The Traders Journal

How to Approach Investing Like Pro Sports and Make the Playoffs! - ChartPack Update #23 (Q1, 2019)

Gatis Roze

Gatis Roze

Author, Tensile Trading: The 10 Essential Stages of Stock Market Mastery

Pick the pro league of your choice. You can have the most expensive talent on one team, but without the right organization, routines and strategy, you won’t make the playoffs.(Presently, for example. you might consider the NBA’s Los Angeles Lakers with one LeBron James and friends).

Something similar happens with investors. Being the smartest, most educated high IQ individual in the arena does not guarantee you profits. In fact, hubris often results in the opposite becoming true — based on the fact that those kinds of investors often believe the normal rules of organization, routines and strategies don’t apply to them.  That is, until they finally learn that the market humbles everyone equally. The sooner you get your ego out of the way and embrace the realities of your “Investor Self” (chapter 3 of Tensile Trading), the sooner you’ll become a consistently profitable investor.

So for those of you “smarter-than-the-average-bears” out there, stop acting like a giant bi-polar gorilla holding onto your outdated beliefs. It’s much like playing NHL hockey without a helmet. In Darwinian terms, you will soon be taken out of the game.

On the other hand, the stock market is a jigsaw puzzle we’ve solved for you.  All those missing pieces are there in the ChartPack. Grayson and I have been using it to trade our accounts for over a decade, and since we made it available to StockCharts.com subscribers in 2013, the thousands of users have contributed mightily to the many muscular enhancements. You provide the discipline. The Tensile Trading ChartPack dashboard will provide the organizational roadmap and specific ChartLists of routines to follow.  So here are just a few of this quarter’s updates. It should be noted that many minor updates occur continuously between these major quarterly updates, and we only highlight the more significant ones in these blogs.

#10.1 — Permission to Buy — Trend

This is an example of how small improvements contributed by the user community and incorporated into the ChartPack have rendered it more powerful each quarter since we first released version 1.0 in 2013.  Recently, a longtime user pointed out that we are all conditioned to think green lights mean go, yellow lights mean caution, and red lights mean stop. She suggested we incorporate that visually into the Daryl Guppy Moving Averages chart. Visually, the chart now starts by plotting short term averages in green, then blue, brown, orange, gold, purple, pink and finally the last MA in red. Visually, it works nicely. 

#10.4 —Bullish & Bearish Dashboard of 16 Longterm Indicators

This essential collection of 16 historically significant charts illustrates the weight of fundamental market indicators, such as the Unemployment Rate, Industrial Production, S&P 500 Earnings, and Leading Sectors, as well as Technical Indicators such as momentum, the volatility index and a number of breadth indicators.  Together, they provide a powerful picture of the markets and the balance of evidence for  either a bullish or bearish scenario.

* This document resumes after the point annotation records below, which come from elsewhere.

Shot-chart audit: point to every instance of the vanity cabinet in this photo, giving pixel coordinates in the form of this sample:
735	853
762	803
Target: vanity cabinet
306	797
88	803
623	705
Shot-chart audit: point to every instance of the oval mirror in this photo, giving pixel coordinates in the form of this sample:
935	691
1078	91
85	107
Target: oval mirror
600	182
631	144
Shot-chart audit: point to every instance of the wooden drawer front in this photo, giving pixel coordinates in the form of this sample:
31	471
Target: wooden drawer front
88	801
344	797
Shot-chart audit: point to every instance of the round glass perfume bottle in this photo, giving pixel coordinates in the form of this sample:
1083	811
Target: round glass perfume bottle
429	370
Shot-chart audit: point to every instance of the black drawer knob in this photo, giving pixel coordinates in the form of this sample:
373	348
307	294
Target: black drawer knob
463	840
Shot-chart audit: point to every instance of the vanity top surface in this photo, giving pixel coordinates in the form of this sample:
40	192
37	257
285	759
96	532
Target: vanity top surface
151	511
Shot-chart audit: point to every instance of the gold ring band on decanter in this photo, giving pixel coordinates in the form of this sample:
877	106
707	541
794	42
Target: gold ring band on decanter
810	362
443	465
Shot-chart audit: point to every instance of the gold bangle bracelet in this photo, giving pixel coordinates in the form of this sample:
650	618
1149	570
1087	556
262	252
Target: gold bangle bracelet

There are a couple of enhancements to note on the breadth charts. Chart #4.5 is based on $NYHL and shows the New Highs minus New Lows on the NYSE. Chart #4.96 replaces #4.95 and shows $NYUD. This second breadth indicator shows the total volume of advancing stocks minus the total volume of declining stocks (A/D) on the NYSE. Historically, a rising market making higher price highs which is not confirmed by rising positive A/D volumes becomes susceptible to exhaustion and will turn down. 

#10.9 —Sample ChartStyles

At our recent Investor Boot Camp, we presented our “Best of Breed” methodology in detail, and it was recommended that we add this chart style to the samples ChartList. We have now done so.  In this example, the chart represents one asset class — Biotech. Other asset classes are similar in that the “best” ETF for that asset class is the ticker at the top of the chart and plots in black. The total market (as represented by Vanguard Total Market) VTI is always plotted in green. The balance of the candidates are a mix of the top performing no-load mutual funds and “Best of Breed” ETFs. 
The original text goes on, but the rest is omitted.